Long ago, I was taught that one cannot solve a problem without accepting some level of responsibility. Once I recognize my part in a problem, I am able to begin making meaningful changes that may actually have a positive impact. The change, however, must begin within. If not, I join the legions of complainers, finger-pointers, hand-wringers, pontificators, and other reactionaries that only perpetuate the problem. As Christians, we have the audacity to claim Jesus took the sins of the world – past, present, and future – to the cross to purchase our salvation. But do we understand the nature of that sacrifice? Do we know how to apply it in practical ways? One lesson of the cross is how to participate in the reconciling of social ills. What Jesus modeled for us is this: The way out is through.
Jesus, an entirely innocent victim, knew a horrible death he did not deserve was waiting. He would endure the worst torture that humanity knew how to inflict at the time. The social systems of Jesus’ day, like today, were unjust and violent. They wrongly believed, as we believe, that progress – however the culture defines it – comes by force. Jesus recognized the corrupt underlying system and, in his humanity, refused to participate in or perpetuate it. Once accused, he did not get defensive, or try to shift the condemnation onto others. He knew the only way out of the situation – to begin a social healing process – was to accept his condemnation, take up his cross, and go through it. And in that act of civil disobedience, Jesus modeled what happens when we go through a difficult challenge – we come out the other side changed. All efforts to avoid, go around, or deny a problem leave it for another day.

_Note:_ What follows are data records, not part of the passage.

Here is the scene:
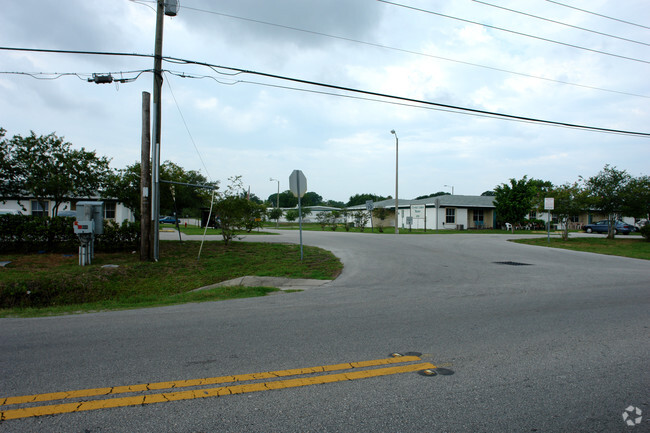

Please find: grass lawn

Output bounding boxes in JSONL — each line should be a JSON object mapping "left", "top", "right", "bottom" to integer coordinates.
{"left": 512, "top": 237, "right": 650, "bottom": 260}
{"left": 0, "top": 241, "right": 342, "bottom": 318}
{"left": 161, "top": 224, "right": 277, "bottom": 236}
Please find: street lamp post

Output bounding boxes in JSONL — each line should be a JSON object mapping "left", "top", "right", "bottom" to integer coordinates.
{"left": 444, "top": 184, "right": 454, "bottom": 195}
{"left": 391, "top": 130, "right": 399, "bottom": 234}
{"left": 270, "top": 178, "right": 280, "bottom": 228}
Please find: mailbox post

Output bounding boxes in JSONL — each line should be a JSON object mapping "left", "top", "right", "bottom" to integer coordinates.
{"left": 74, "top": 201, "right": 104, "bottom": 266}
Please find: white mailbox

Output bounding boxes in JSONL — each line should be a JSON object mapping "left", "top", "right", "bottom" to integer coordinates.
{"left": 75, "top": 201, "right": 104, "bottom": 235}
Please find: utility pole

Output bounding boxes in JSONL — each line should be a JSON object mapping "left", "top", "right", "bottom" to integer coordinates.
{"left": 150, "top": 0, "right": 179, "bottom": 261}
{"left": 140, "top": 91, "right": 152, "bottom": 261}
{"left": 151, "top": 0, "right": 165, "bottom": 261}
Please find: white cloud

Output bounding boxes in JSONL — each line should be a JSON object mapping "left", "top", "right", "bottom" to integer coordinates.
{"left": 0, "top": 0, "right": 648, "bottom": 204}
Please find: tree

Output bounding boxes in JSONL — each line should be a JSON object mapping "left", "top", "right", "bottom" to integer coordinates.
{"left": 285, "top": 207, "right": 311, "bottom": 222}
{"left": 2, "top": 130, "right": 111, "bottom": 215}
{"left": 528, "top": 178, "right": 554, "bottom": 211}
{"left": 285, "top": 209, "right": 298, "bottom": 222}
{"left": 622, "top": 175, "right": 650, "bottom": 222}
{"left": 584, "top": 165, "right": 632, "bottom": 239}
{"left": 242, "top": 201, "right": 267, "bottom": 233}
{"left": 493, "top": 176, "right": 536, "bottom": 230}
{"left": 0, "top": 128, "right": 17, "bottom": 201}
{"left": 159, "top": 161, "right": 216, "bottom": 217}
{"left": 267, "top": 190, "right": 298, "bottom": 208}
{"left": 105, "top": 161, "right": 217, "bottom": 219}
{"left": 213, "top": 176, "right": 250, "bottom": 244}
{"left": 301, "top": 191, "right": 323, "bottom": 207}
{"left": 323, "top": 199, "right": 345, "bottom": 208}
{"left": 481, "top": 190, "right": 496, "bottom": 196}
{"left": 547, "top": 182, "right": 589, "bottom": 241}
{"left": 268, "top": 207, "right": 283, "bottom": 221}
{"left": 414, "top": 192, "right": 450, "bottom": 200}
{"left": 103, "top": 163, "right": 141, "bottom": 219}
{"left": 353, "top": 210, "right": 370, "bottom": 231}
{"left": 347, "top": 193, "right": 387, "bottom": 207}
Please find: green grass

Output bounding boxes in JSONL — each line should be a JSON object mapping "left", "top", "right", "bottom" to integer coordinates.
{"left": 512, "top": 237, "right": 650, "bottom": 260}
{"left": 0, "top": 241, "right": 342, "bottom": 317}
{"left": 160, "top": 224, "right": 276, "bottom": 236}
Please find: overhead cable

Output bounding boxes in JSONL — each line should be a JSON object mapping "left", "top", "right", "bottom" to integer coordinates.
{"left": 473, "top": 0, "right": 650, "bottom": 47}
{"left": 545, "top": 0, "right": 650, "bottom": 30}
{"left": 377, "top": 0, "right": 650, "bottom": 65}
{"left": 0, "top": 46, "right": 648, "bottom": 137}
{"left": 164, "top": 55, "right": 650, "bottom": 138}
{"left": 176, "top": 7, "right": 650, "bottom": 99}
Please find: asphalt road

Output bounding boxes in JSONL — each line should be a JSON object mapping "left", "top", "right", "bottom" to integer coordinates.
{"left": 1, "top": 231, "right": 648, "bottom": 432}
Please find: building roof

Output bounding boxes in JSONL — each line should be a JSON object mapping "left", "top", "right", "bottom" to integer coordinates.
{"left": 348, "top": 195, "right": 495, "bottom": 210}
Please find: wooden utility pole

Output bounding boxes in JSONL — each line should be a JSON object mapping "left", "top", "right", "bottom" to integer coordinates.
{"left": 140, "top": 91, "right": 152, "bottom": 261}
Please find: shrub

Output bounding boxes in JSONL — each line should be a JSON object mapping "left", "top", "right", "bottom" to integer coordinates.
{"left": 0, "top": 214, "right": 139, "bottom": 253}
{"left": 640, "top": 224, "right": 650, "bottom": 241}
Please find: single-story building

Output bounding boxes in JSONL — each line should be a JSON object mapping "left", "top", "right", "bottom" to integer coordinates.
{"left": 0, "top": 197, "right": 135, "bottom": 222}
{"left": 268, "top": 205, "right": 343, "bottom": 224}
{"left": 348, "top": 195, "right": 496, "bottom": 230}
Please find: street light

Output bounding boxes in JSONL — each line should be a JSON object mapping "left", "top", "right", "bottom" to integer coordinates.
{"left": 391, "top": 130, "right": 399, "bottom": 234}
{"left": 270, "top": 177, "right": 280, "bottom": 228}
{"left": 444, "top": 184, "right": 454, "bottom": 195}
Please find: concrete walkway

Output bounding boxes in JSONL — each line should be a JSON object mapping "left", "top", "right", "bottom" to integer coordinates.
{"left": 192, "top": 276, "right": 332, "bottom": 292}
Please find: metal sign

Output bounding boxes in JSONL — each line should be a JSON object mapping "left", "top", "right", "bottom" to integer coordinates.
{"left": 411, "top": 204, "right": 425, "bottom": 219}
{"left": 289, "top": 170, "right": 307, "bottom": 198}
{"left": 406, "top": 216, "right": 413, "bottom": 225}
{"left": 365, "top": 200, "right": 374, "bottom": 211}
{"left": 544, "top": 197, "right": 554, "bottom": 210}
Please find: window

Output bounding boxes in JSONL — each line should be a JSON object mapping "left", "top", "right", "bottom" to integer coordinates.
{"left": 472, "top": 209, "right": 484, "bottom": 222}
{"left": 105, "top": 202, "right": 116, "bottom": 219}
{"left": 446, "top": 208, "right": 455, "bottom": 224}
{"left": 528, "top": 211, "right": 537, "bottom": 220}
{"left": 31, "top": 200, "right": 49, "bottom": 217}
{"left": 570, "top": 215, "right": 579, "bottom": 223}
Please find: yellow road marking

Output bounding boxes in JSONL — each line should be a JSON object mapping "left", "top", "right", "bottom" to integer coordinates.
{"left": 1, "top": 357, "right": 434, "bottom": 421}
{"left": 1, "top": 355, "right": 421, "bottom": 406}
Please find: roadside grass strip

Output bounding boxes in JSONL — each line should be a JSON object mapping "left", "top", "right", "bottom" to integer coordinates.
{"left": 0, "top": 355, "right": 434, "bottom": 421}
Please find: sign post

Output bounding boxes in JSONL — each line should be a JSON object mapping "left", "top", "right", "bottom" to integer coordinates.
{"left": 411, "top": 204, "right": 425, "bottom": 231}
{"left": 366, "top": 200, "right": 374, "bottom": 232}
{"left": 289, "top": 170, "right": 307, "bottom": 260}
{"left": 544, "top": 197, "right": 554, "bottom": 244}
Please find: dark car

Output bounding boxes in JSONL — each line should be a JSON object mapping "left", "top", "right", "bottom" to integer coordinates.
{"left": 159, "top": 216, "right": 178, "bottom": 224}
{"left": 583, "top": 220, "right": 633, "bottom": 235}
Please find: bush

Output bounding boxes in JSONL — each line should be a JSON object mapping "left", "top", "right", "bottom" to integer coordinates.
{"left": 0, "top": 214, "right": 139, "bottom": 253}
{"left": 640, "top": 224, "right": 650, "bottom": 241}
{"left": 95, "top": 220, "right": 140, "bottom": 252}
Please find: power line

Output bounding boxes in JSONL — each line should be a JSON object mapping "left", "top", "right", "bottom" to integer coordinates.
{"left": 166, "top": 69, "right": 650, "bottom": 136}
{"left": 164, "top": 55, "right": 650, "bottom": 138}
{"left": 377, "top": 0, "right": 650, "bottom": 65}
{"left": 0, "top": 46, "right": 648, "bottom": 137}
{"left": 179, "top": 6, "right": 650, "bottom": 99}
{"left": 473, "top": 0, "right": 650, "bottom": 47}
{"left": 545, "top": 0, "right": 650, "bottom": 30}
{"left": 163, "top": 72, "right": 214, "bottom": 182}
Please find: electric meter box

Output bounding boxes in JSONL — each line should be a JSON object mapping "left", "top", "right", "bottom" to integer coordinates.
{"left": 75, "top": 201, "right": 104, "bottom": 235}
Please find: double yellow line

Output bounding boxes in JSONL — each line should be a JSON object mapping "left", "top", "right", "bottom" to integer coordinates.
{"left": 1, "top": 355, "right": 435, "bottom": 421}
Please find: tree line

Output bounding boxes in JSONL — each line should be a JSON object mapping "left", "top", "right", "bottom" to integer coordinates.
{"left": 3, "top": 128, "right": 647, "bottom": 242}
{"left": 493, "top": 167, "right": 649, "bottom": 240}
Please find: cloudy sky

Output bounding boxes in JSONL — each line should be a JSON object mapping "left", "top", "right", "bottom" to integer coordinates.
{"left": 1, "top": 0, "right": 648, "bottom": 203}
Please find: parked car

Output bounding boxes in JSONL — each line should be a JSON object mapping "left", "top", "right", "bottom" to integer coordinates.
{"left": 159, "top": 216, "right": 178, "bottom": 224}
{"left": 583, "top": 220, "right": 633, "bottom": 235}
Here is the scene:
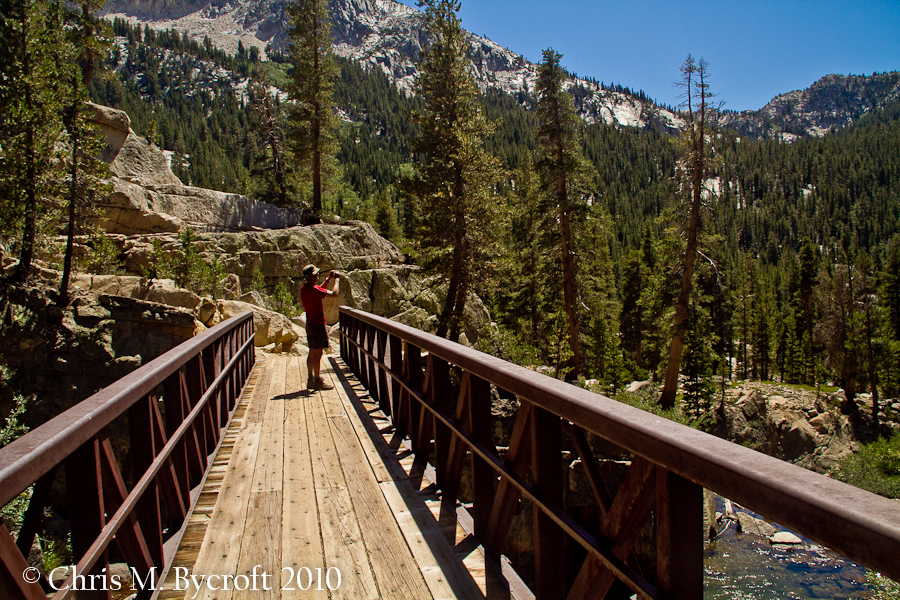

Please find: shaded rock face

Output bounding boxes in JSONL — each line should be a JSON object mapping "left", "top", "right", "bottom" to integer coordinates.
{"left": 720, "top": 386, "right": 854, "bottom": 473}
{"left": 89, "top": 103, "right": 310, "bottom": 235}
{"left": 0, "top": 284, "right": 202, "bottom": 430}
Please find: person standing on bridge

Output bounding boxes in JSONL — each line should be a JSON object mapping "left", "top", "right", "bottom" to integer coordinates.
{"left": 300, "top": 264, "right": 340, "bottom": 390}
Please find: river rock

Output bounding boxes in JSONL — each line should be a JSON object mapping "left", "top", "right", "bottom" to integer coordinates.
{"left": 808, "top": 413, "right": 832, "bottom": 434}
{"left": 736, "top": 512, "right": 776, "bottom": 537}
{"left": 770, "top": 531, "right": 803, "bottom": 545}
{"left": 70, "top": 274, "right": 202, "bottom": 311}
{"left": 197, "top": 299, "right": 220, "bottom": 327}
{"left": 238, "top": 290, "right": 267, "bottom": 307}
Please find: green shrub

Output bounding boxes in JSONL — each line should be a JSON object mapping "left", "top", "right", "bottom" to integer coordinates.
{"left": 251, "top": 268, "right": 266, "bottom": 293}
{"left": 869, "top": 571, "right": 900, "bottom": 600}
{"left": 269, "top": 281, "right": 298, "bottom": 318}
{"left": 617, "top": 389, "right": 693, "bottom": 427}
{"left": 174, "top": 228, "right": 207, "bottom": 293}
{"left": 78, "top": 233, "right": 124, "bottom": 275}
{"left": 203, "top": 255, "right": 228, "bottom": 299}
{"left": 143, "top": 238, "right": 177, "bottom": 281}
{"left": 1, "top": 395, "right": 32, "bottom": 529}
{"left": 832, "top": 434, "right": 900, "bottom": 499}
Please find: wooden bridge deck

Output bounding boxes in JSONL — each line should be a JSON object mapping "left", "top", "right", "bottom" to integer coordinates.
{"left": 155, "top": 352, "right": 506, "bottom": 600}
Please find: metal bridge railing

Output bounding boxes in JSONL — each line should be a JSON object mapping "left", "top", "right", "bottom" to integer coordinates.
{"left": 0, "top": 311, "right": 255, "bottom": 600}
{"left": 339, "top": 306, "right": 900, "bottom": 600}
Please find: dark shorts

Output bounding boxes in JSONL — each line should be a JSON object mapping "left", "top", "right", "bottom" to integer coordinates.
{"left": 306, "top": 322, "right": 329, "bottom": 350}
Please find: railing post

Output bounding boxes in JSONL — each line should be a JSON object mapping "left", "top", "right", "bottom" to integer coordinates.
{"left": 340, "top": 311, "right": 347, "bottom": 362}
{"left": 360, "top": 323, "right": 372, "bottom": 391}
{"left": 352, "top": 317, "right": 363, "bottom": 378}
{"left": 66, "top": 437, "right": 111, "bottom": 600}
{"left": 430, "top": 357, "right": 452, "bottom": 490}
{"left": 130, "top": 395, "right": 165, "bottom": 571}
{"left": 467, "top": 375, "right": 496, "bottom": 542}
{"left": 402, "top": 343, "right": 423, "bottom": 446}
{"left": 375, "top": 329, "right": 389, "bottom": 414}
{"left": 387, "top": 334, "right": 402, "bottom": 419}
{"left": 656, "top": 469, "right": 703, "bottom": 599}
{"left": 163, "top": 372, "right": 191, "bottom": 503}
{"left": 531, "top": 405, "right": 565, "bottom": 600}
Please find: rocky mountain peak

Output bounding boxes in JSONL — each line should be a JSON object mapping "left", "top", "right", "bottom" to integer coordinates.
{"left": 100, "top": 0, "right": 682, "bottom": 131}
{"left": 720, "top": 71, "right": 900, "bottom": 139}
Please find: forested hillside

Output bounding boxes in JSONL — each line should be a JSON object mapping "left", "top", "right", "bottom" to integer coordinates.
{"left": 80, "top": 18, "right": 900, "bottom": 420}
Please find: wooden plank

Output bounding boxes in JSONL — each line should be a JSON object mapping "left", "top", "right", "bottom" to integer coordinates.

What are my roles in today’s issues? Where are my actions toward others discriminatory and unjust? Which of my cultural assumptions are repressive? How do my words exclude others from kinship as fellow children of God? Specifically, what am I doing, or not doing, that is contributing to the problem? As a Christian, American (the only category of American without an ethnically-based prefix), heterosexual, white male, I have no meaningful experience with discrimination. I am near the top of the socio-economic ladder by accident of birth. Until I understand and accept my role in perpetuating a violent, discriminatory culture, I remain firmly a part of the problem – without ever pulling a trigger.
From the cross, Jesus looked with mercy on those who inflicted the horrible injustice upon him and asked that God forgive them. They did not know what they were doing; and neither do we. The spiral of violence we find ourselves in will only be solved when a critical mass of people accept responsibility for their part, say “Enough,” take up their cross, and go through the problem, including acceptance of its inevitable consequences.
Martin Luther King, Jr., said, “Darkness cannot drive out darkness; only love can do that.” In these dark times, only love can carry us through to the other side. We underestimate how rare that sort of love is, however, let alone the level of sacrifice and focus it requires. Not all of us will survive, at least not physically, but deeply-imbedded social ills require much sacrifice for the future good. Jesus showed us the way. Non-violent leaders like Dr. King and Gandhi gave their lives for it. They faced evil head on, absorbed the worst evil could throw at them, and came out triumphant on the other side.
The way out is through. How did I miss that?